I'm VERY happy wth the quality from this to my plasma (using Mode 0 that is).

or if you want to spend double that (for very little difference in my opinion - especially if you don't need sound)
try this:
http://www.js-technology.com/produc...id=36&osCsid=f8e901699d1ad23535ded549fd40bb84


----------



## scgf (Oct 24, 2000)

Thanks for that, The Obo.

Does it not make a difference that I can switch my plasma between component and RGB by using the remote - same cable, same inputs?

Currently my TiVo is connected to my panel with a SCART to phono (RCA?) lead - the R, G, B and composite pins are connected, each to a phono plug, and the panel is switched to RGB input mode. The panel uses the composite signal to provide sync.

When I first got the panel I didn't realise that it would accept RGB signals and I actually bought the JS RGB to component converter. Unfortunately my panel in component mode wouldn't lock onto the signal and it kept dropping out.

I am very concerned about splashing out on Sky HD and finding I can't get it all wired up.

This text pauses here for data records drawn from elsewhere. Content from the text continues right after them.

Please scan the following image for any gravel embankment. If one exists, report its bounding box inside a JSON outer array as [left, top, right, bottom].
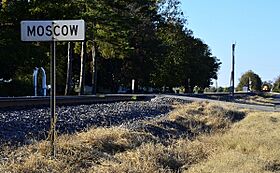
[[0, 97, 188, 145]]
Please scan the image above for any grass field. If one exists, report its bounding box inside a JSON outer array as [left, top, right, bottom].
[[0, 102, 280, 173]]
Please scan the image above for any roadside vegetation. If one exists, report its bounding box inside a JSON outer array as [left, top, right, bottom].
[[0, 102, 246, 172], [0, 102, 280, 173]]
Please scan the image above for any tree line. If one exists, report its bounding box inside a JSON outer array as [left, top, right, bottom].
[[0, 0, 221, 96]]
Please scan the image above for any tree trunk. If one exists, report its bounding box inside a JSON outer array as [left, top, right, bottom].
[[79, 41, 86, 95], [64, 42, 73, 95], [91, 40, 97, 95]]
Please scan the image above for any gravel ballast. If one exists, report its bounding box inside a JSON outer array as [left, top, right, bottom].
[[0, 97, 188, 145]]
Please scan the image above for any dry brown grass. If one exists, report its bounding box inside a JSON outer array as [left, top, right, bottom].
[[0, 102, 247, 173], [186, 112, 280, 173]]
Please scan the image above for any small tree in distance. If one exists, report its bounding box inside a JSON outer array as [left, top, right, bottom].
[[272, 76, 280, 93], [236, 70, 262, 91]]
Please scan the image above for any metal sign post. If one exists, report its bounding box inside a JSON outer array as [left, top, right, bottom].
[[50, 41, 56, 157], [230, 43, 236, 99], [21, 20, 85, 157]]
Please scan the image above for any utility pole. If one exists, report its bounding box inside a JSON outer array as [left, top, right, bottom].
[[230, 43, 236, 99]]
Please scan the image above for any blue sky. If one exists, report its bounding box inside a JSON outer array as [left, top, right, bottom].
[[181, 0, 280, 86]]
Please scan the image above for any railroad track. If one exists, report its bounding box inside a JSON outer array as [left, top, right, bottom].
[[0, 94, 155, 108]]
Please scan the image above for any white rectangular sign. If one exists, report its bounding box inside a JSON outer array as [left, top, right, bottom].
[[20, 20, 85, 41]]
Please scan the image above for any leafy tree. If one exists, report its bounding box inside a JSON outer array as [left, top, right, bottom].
[[236, 70, 262, 91], [272, 76, 280, 93]]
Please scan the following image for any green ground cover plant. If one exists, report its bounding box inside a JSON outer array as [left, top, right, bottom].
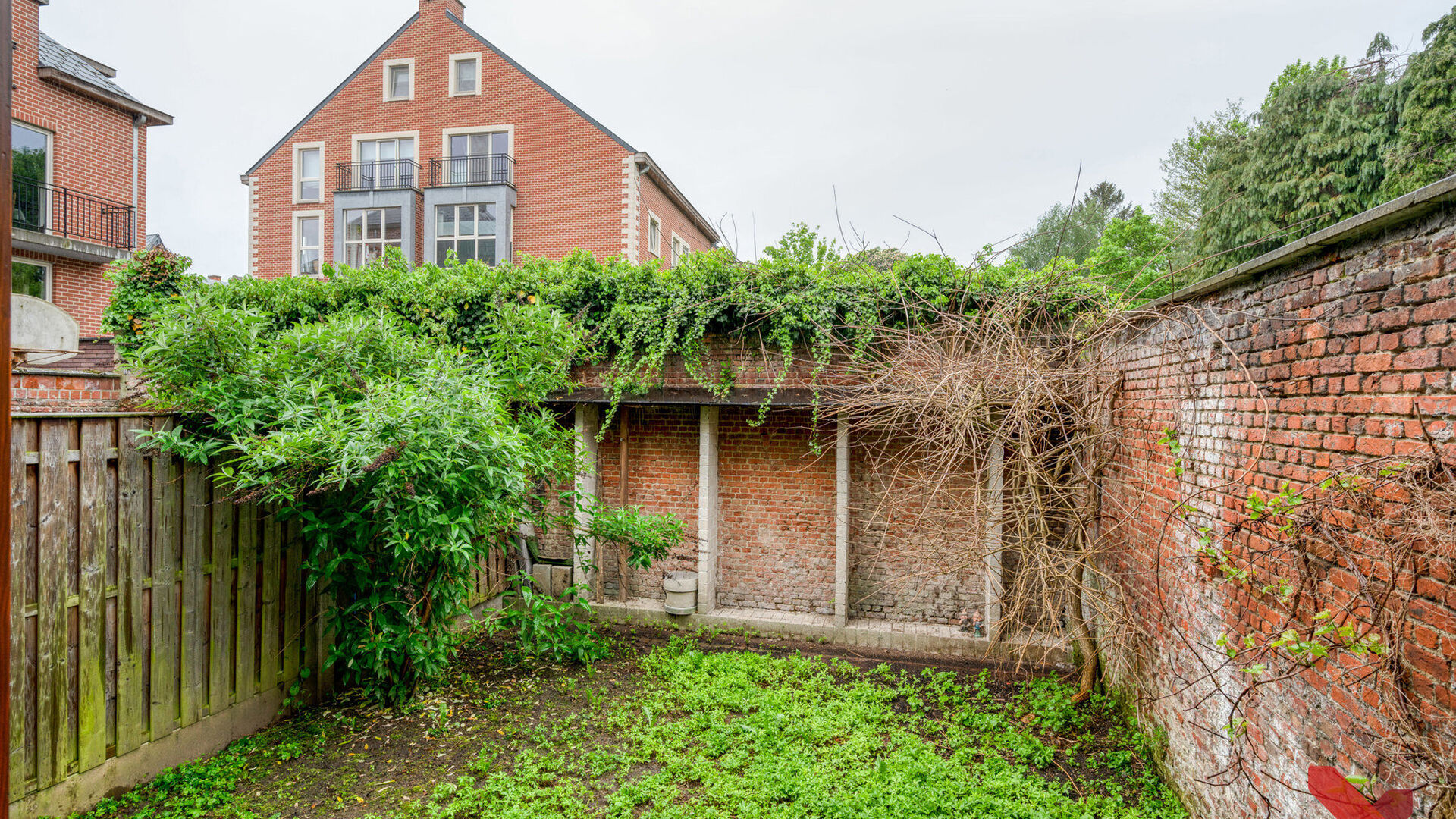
[[65, 632, 1187, 819]]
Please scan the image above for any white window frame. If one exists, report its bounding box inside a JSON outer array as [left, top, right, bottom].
[[10, 256, 55, 302], [428, 202, 500, 267], [293, 210, 325, 278], [293, 143, 328, 204], [383, 57, 418, 102], [340, 206, 410, 265], [448, 51, 485, 96], [646, 210, 663, 258]]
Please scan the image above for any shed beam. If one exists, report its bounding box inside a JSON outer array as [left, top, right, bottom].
[[834, 419, 849, 628], [698, 406, 719, 613], [571, 403, 601, 587]]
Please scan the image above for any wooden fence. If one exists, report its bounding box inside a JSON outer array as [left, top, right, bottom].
[[10, 416, 507, 809]]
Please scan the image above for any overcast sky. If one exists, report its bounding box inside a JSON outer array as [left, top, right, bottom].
[[41, 0, 1450, 275]]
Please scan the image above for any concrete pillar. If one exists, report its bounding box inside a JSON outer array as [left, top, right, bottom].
[[698, 406, 718, 613], [834, 419, 849, 628], [571, 403, 601, 587], [986, 441, 1006, 642]]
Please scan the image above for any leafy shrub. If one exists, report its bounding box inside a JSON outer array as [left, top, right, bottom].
[[488, 574, 610, 663]]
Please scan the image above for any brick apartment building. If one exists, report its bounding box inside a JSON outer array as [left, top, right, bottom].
[[10, 0, 172, 334], [242, 0, 718, 278]]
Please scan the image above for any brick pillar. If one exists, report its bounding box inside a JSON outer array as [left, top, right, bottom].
[[986, 441, 1006, 642], [571, 403, 601, 587], [834, 419, 849, 628], [698, 406, 718, 613]]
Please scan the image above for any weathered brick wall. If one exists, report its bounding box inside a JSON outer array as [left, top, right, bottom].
[[598, 406, 698, 599], [849, 435, 986, 625], [10, 369, 122, 413], [1105, 206, 1456, 817], [718, 406, 834, 613]]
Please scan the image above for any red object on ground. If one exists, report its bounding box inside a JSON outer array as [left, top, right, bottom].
[[1309, 765, 1415, 819]]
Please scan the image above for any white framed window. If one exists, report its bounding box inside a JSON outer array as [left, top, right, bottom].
[[441, 125, 516, 185], [450, 51, 481, 96], [435, 202, 495, 265], [293, 143, 323, 204], [344, 207, 405, 267], [350, 131, 419, 191], [10, 256, 51, 302], [384, 57, 415, 102], [293, 210, 323, 275], [10, 120, 55, 232]]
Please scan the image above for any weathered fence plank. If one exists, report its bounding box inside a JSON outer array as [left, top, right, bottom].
[[152, 421, 182, 740], [35, 424, 73, 787], [117, 419, 150, 756], [207, 482, 237, 714], [234, 504, 258, 702], [76, 419, 112, 771]]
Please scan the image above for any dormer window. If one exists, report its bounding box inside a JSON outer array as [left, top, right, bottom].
[[384, 60, 415, 102], [450, 52, 481, 96]]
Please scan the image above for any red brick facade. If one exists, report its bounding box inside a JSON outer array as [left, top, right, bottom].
[[1103, 206, 1456, 817], [243, 0, 717, 278], [10, 0, 172, 337]]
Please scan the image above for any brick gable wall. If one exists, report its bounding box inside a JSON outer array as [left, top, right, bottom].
[[249, 0, 708, 278], [10, 0, 147, 335]]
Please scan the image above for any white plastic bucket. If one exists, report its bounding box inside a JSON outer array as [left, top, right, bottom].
[[663, 571, 698, 615]]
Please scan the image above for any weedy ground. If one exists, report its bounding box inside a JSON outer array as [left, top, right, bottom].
[[71, 620, 1187, 819]]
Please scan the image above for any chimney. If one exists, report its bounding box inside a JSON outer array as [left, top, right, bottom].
[[419, 0, 464, 20]]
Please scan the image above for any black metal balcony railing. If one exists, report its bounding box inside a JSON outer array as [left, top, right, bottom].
[[429, 153, 516, 188], [10, 177, 136, 251], [335, 158, 419, 191]]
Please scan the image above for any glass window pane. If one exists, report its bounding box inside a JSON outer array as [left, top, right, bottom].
[[456, 60, 475, 93], [10, 261, 46, 299], [476, 204, 495, 236], [10, 122, 49, 182], [344, 210, 364, 242]]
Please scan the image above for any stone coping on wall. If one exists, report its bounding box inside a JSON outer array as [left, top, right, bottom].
[[592, 599, 1072, 670]]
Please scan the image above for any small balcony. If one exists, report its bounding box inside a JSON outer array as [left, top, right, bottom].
[[10, 177, 136, 252], [429, 153, 516, 188], [334, 158, 419, 194]]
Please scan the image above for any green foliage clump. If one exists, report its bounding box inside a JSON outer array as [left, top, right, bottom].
[[100, 249, 207, 353], [486, 574, 611, 664]]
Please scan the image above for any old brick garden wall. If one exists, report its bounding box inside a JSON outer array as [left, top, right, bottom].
[[1105, 180, 1456, 817]]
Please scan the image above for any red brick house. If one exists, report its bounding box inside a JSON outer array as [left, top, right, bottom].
[[242, 0, 718, 278], [10, 0, 172, 338]]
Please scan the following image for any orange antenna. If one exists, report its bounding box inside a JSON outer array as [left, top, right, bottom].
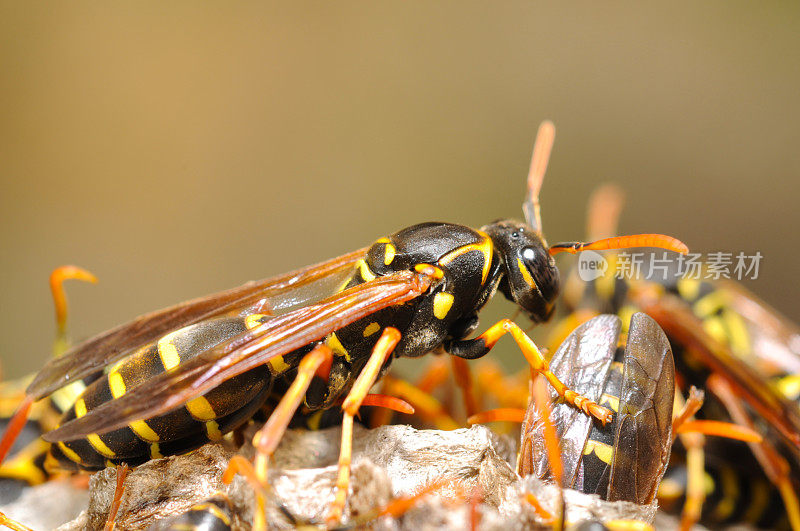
[[548, 234, 689, 256], [522, 120, 556, 233], [586, 183, 625, 241], [50, 265, 97, 335]]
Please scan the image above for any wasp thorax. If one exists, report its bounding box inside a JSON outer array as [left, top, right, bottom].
[[481, 220, 560, 322]]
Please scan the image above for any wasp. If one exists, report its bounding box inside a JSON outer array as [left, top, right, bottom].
[[0, 122, 687, 527], [518, 313, 675, 505], [555, 186, 800, 529]]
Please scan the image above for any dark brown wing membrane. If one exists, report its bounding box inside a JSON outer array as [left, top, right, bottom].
[[519, 315, 620, 486], [45, 271, 430, 442], [637, 295, 800, 457], [608, 313, 675, 505], [719, 280, 800, 376], [27, 249, 366, 399]]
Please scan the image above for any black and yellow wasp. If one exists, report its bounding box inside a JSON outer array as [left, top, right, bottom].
[[0, 123, 686, 523], [518, 313, 675, 505], [554, 186, 800, 529]]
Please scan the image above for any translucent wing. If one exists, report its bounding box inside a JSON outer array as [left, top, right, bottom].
[[608, 313, 675, 505], [637, 295, 800, 457], [520, 315, 620, 486], [45, 271, 430, 441], [27, 249, 366, 399]]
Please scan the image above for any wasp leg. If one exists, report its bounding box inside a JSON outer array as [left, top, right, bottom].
[[50, 265, 97, 357], [326, 327, 400, 525], [447, 319, 611, 424], [0, 396, 33, 463], [105, 463, 131, 531], [417, 356, 450, 393], [383, 376, 461, 431], [238, 345, 333, 531], [450, 357, 480, 417], [467, 407, 525, 424]]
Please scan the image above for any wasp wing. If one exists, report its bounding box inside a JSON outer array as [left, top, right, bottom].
[[27, 249, 366, 399], [608, 313, 675, 505], [45, 271, 430, 442], [638, 295, 800, 458], [520, 315, 620, 486]]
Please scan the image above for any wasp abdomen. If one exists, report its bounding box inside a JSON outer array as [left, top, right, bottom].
[[51, 315, 276, 470]]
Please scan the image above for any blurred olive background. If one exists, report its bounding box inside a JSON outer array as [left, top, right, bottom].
[[0, 1, 800, 376]]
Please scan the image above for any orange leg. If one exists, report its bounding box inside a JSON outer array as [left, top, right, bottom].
[[326, 328, 400, 526], [383, 376, 461, 431], [450, 356, 480, 417], [234, 345, 333, 531], [105, 463, 130, 531], [672, 386, 706, 530], [0, 396, 33, 464], [450, 319, 611, 424], [50, 265, 97, 356], [467, 407, 525, 424]]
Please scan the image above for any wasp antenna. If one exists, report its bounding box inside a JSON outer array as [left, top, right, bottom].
[[548, 234, 689, 256], [50, 265, 97, 337], [522, 120, 556, 233], [586, 183, 625, 241]]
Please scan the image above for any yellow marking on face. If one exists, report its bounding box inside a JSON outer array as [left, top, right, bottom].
[[267, 356, 291, 374], [364, 322, 381, 337], [517, 258, 538, 289], [108, 371, 126, 398], [600, 393, 619, 413], [75, 398, 86, 418], [150, 443, 164, 459], [383, 243, 397, 265], [244, 313, 266, 330], [325, 333, 350, 361], [583, 439, 614, 465], [433, 291, 454, 319], [128, 420, 160, 443], [206, 420, 222, 441], [678, 278, 701, 301], [56, 441, 81, 464], [157, 330, 181, 371], [594, 254, 617, 301], [439, 239, 494, 283], [356, 258, 378, 282], [86, 433, 117, 457], [186, 396, 217, 421]]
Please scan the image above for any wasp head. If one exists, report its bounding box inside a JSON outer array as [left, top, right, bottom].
[[481, 220, 561, 323]]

Everyone will surely have a mix of RGB and component sources. What is the current thinking on connecting them up?


----------



## sanderton (Jan 4, 2002)

Everyone will have a mix of sources, but most will have a mix of inputs to match, ie RGB SCARTs for the RGB and componet for the component.

I think you can probably get away with a simple cheap component switcher box, and a SCART to phono cable for the RGB.


----------



## simon (Oct 7, 2002)

The Obo said:


> Check out the "SCART RGB TO COMPONENT (Y-U-V) CONVERTER" about 2/3 down this page:
> http://www.threedoubleyou.com/otherconverters.htm
> 
> I'm VERY happy wth the quality from this to my plasma (using Mode 0 that is).


Excellent! I'm glad to hear your hearty recommendation, as I'm thinking of that solution too

Simon


----------



## scgf (Oct 24, 2000)

Phew! Just had a mammoth Research and Purchase session! 

I decided the only realistic way forward was to make all my devices output a component signal and use a component switchbox to feed my plasma panel with just one cable.

I was about to buy a DVD player with component outputs yesterday when it dawned on me that I already have a nice Limit DVD800SE component output DVD player upstairs where I am using only the SCART RGB output. I can swap this with my non-component DVD player downstairs. £200 saved immediately! I checked the quality through the component outputs and could see it was better than my Pioneer DV-636D player.

Next I ordered the RGB->component converter recommended by The Obo (for TiVo).

Then I ordered a BTEC component switchbox and IXOS component cables to connect it all together.

After all this, plus the cost of the Sky HD box and subscription (monthly £45 from £0 because I currently use Freeview), I certainly hope I get a wonderful HD picture on my Hitachi monitor! I shall be very disappointed if not.

Thanks for the help, guys.


----------